Обращение к культурным конвенциям — это один из способов обезопасить себя, избежать ситуаций, в которых мы чувствуем себя дезориентированными и растерянными, потому что не понимаем, с чем именно имеем дело. Когда мы не понимаем произведение, и у нас нет готового суждения. И, более того, оно постоянно ускользает от окончательной, итоговой формулировки. Несомненно, никто не хочет оказаться в глазах других человеком черствым и бесчувственным, неспособным на сопереживание и эмоциональный отклик. Никто не хочет выглядеть человеком необразованным и попросту глупым, не готовым ответить на вопрос о своих впечатлениях об увиденном или услышанном. Перед нами настоящая система безопасности для нашего чувственного опыта, избавляющая от беспокойства, сомнений, поисков и противоречий, и замещающая эмоциональный отклик глянцевой непротиворечивости завершенного суждения.

Но как быть с произведениями, когда впечатление от того, что происходит, сам эмоциональный отклик и чувственный опыт оказываются важнее того, что происходит, то есть — действия? Во всяком случае, гораздо важнее тех значений, которые могли бы быть приданы происходящему. Вдруг «искусство быть зрителем, искусство смотреть... — это отнюдь не искусство наилучшего понимания» [1], к которому мы все так стремимся? В ситуации, когда конвенции перестают работать или художественное высказывание связано с намеренной проблематизацией этих конвенциональных границ и/или отказом от них, проявляется любопытная противоречивость наших намерений привести некий порядок в наше восприятие, в наш чувственный опыт. С одной стороны, мы надеемся на совпадение произведения с нашими ожиданиями, конвенциональными рамками или с нашими представлениями об этих границах. С другой стороны, именно область культуры мы наделяем творческим потенциалом, импульсом, который способен преобразовать нас самих и мир вокруг. Именно там мы помещаем стремление к новому чувственному и интеллектуальному опыту, обусловленному открытием или изобретением, развитием изобразительного и повествовательного языка. И именно культурный опыт мы связываем со встречей с чем-то иным, незнакомым, неизвестным, не виденным и не слышанным ранее. Мы надеемся, что эта встреча захватит нас, тронет, вдохновит.

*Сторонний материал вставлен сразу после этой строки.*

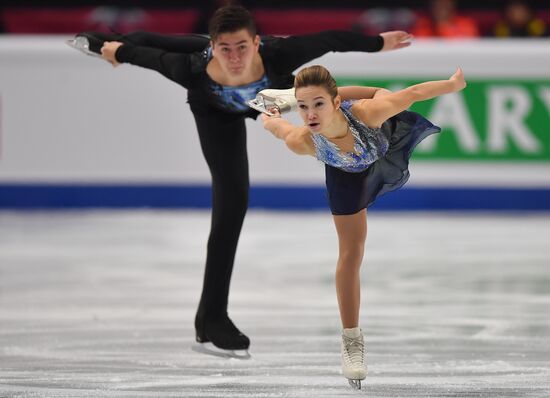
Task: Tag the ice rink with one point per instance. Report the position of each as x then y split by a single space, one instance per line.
101 304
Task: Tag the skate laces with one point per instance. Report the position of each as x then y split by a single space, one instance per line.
354 349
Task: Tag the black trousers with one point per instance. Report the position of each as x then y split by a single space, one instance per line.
223 144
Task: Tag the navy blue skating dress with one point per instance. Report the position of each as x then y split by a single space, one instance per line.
379 164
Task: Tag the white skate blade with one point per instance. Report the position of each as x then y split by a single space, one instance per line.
259 105
81 44
211 349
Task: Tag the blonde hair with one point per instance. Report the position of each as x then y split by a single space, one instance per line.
316 75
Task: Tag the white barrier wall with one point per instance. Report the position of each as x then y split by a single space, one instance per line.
69 118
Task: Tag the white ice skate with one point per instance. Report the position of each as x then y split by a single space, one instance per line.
81 43
269 99
354 367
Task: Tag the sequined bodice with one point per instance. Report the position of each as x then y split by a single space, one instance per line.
369 145
234 98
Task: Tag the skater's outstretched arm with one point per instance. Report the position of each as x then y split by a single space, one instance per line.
175 66
184 44
376 111
294 51
361 92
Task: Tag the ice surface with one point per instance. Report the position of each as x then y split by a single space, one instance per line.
101 304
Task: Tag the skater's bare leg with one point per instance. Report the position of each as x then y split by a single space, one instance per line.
352 233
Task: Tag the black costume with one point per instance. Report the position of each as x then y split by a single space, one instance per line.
222 135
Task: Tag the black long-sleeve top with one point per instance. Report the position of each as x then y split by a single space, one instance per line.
186 65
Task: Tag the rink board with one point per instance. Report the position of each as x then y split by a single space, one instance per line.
76 133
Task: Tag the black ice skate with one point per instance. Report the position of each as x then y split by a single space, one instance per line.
90 43
221 338
269 99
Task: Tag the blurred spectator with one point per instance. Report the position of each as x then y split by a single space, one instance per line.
376 20
445 21
520 21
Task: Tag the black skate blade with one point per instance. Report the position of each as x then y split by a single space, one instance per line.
211 349
81 44
356 384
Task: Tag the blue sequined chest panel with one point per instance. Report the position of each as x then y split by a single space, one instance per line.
234 98
369 143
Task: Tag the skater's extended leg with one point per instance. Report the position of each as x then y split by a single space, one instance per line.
352 233
91 42
224 146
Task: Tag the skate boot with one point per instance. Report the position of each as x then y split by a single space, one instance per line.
269 99
354 367
220 337
90 43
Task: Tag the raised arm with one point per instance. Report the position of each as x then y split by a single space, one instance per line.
294 51
174 66
297 139
361 92
376 111
184 44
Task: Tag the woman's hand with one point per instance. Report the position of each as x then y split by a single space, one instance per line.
458 80
396 39
108 52
267 120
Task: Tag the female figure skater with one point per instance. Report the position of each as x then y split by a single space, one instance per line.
366 146
221 73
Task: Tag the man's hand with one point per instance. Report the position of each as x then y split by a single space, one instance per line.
396 39
108 52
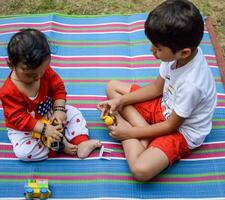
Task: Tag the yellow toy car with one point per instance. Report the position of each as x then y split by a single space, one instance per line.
37 188
109 120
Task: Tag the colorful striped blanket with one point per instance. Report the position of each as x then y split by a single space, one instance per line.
88 51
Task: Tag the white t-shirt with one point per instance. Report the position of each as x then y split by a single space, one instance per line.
191 92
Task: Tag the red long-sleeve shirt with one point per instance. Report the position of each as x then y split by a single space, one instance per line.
20 112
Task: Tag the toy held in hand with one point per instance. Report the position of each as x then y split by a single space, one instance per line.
55 146
109 120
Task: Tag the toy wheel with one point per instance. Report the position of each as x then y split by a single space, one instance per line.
29 191
43 191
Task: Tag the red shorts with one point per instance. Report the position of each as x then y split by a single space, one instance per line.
173 145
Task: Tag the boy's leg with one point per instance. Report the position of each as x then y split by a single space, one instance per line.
143 162
116 89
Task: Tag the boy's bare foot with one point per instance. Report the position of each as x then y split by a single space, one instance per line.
69 148
86 147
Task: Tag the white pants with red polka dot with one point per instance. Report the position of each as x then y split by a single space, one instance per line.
27 148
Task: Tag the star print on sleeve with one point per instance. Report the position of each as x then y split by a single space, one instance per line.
45 107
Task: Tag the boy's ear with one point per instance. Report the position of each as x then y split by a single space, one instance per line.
186 52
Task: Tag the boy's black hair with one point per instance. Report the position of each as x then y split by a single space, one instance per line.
29 47
176 24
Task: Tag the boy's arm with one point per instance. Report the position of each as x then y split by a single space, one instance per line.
145 93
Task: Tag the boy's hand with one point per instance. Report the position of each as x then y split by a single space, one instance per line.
53 132
60 117
109 107
121 131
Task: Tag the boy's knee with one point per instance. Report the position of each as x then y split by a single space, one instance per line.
141 172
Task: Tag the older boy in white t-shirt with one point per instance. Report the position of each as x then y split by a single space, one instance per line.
159 123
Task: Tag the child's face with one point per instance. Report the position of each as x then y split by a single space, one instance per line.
29 76
164 53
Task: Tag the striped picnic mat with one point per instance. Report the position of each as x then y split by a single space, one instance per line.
88 51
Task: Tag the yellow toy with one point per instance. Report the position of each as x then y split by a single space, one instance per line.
55 146
37 188
109 120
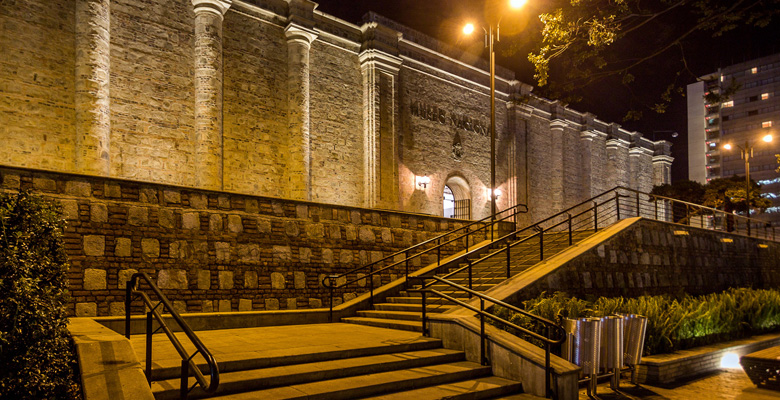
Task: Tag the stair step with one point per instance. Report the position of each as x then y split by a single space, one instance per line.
257 379
370 385
473 389
400 315
412 326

И любопытно, что, снабжая искусство и культуру в целом этим экспериментальным новаторским потенциалом, мы внутренне противимся ситуации, когда этот потенциал действительно реализуется.

Вместе с тем, история искусства 20-го века содержит множество примеров, когда этот потенциал действительно реализовывался, и возникали произведения, разрушающие привычные представления о том, что такое произведение искусства, театральная постановка или музыкальная композиция. На стыках различных дисциплин происходило взаимное обогащение материалом, идеями, представлениями, проблемами, теориями, подходами, интерпретациями. В результате создавался новый способ повествования, новый способ рассказа, определяющий структуру произведения. В основе его лежало экспериментирование, захватывающее все возможные сферы, все элементы произведения, в зависимости от предмета. В работе со звуком, временем и пространством, с нарративом, с самим характером повествования, жанровыми правилами, телесностью и формальными методами конструирования изображения. В изобразительном искусстве, музыке, литературе, театре, во всех областях артистической деятельности произведение в какой-то момент стало пониматься, как действие, событие — в противоположность артефакту, объекту, то есть, какому-то материальному предмету. Изменились сами условия творческой практики и ее восприятия. Это произведение-событие, о котором я говорю, возникало, развивалось и формировалось при участии всех действующих лиц: художников, исполнителей и зрителей. Их опыт — это опыт совместного проживания этого события. И он, собственно, и расширял представление зрителя-участника о том, что есть произведение искусства. Художники задействовали самые разные творческие процедуры и языки: визуальные, звуковые, пластические, смысловые, медийные, концептуальные. И в этом разнообразии — не только обогащение средств художественной выразительности, но и отражение того, из чего культурно, политически, социально и антропологически состоит человек [2]. Это внимание к человеку заключалось в том, что искусство ставило не только и не столько художественные задачи, но и претендовало на социальный конструкционизм. Другими словами, на моделирование или прояснение отношений между человеком, событием и общностью людей, объединенных рамками этого мероприятия, объединенных произведением искусства.

Художественное произведение во второй половине 20-го века, ближе к рубежу веков, стало описываться как акт сопротивления прокатному стану капиталистического мира. Как то, что сопротивляется доминирующим социальным или культурным моделям. И этот процесс приобрел черты социально-ангажированной практики. Примером таких художественных практик последних двадцати пяти лет, где как раз и можно было вообразить альтернативы господствующему социальному порядку, являются работы искусства взаимодействия, к которым я и хочу перейти.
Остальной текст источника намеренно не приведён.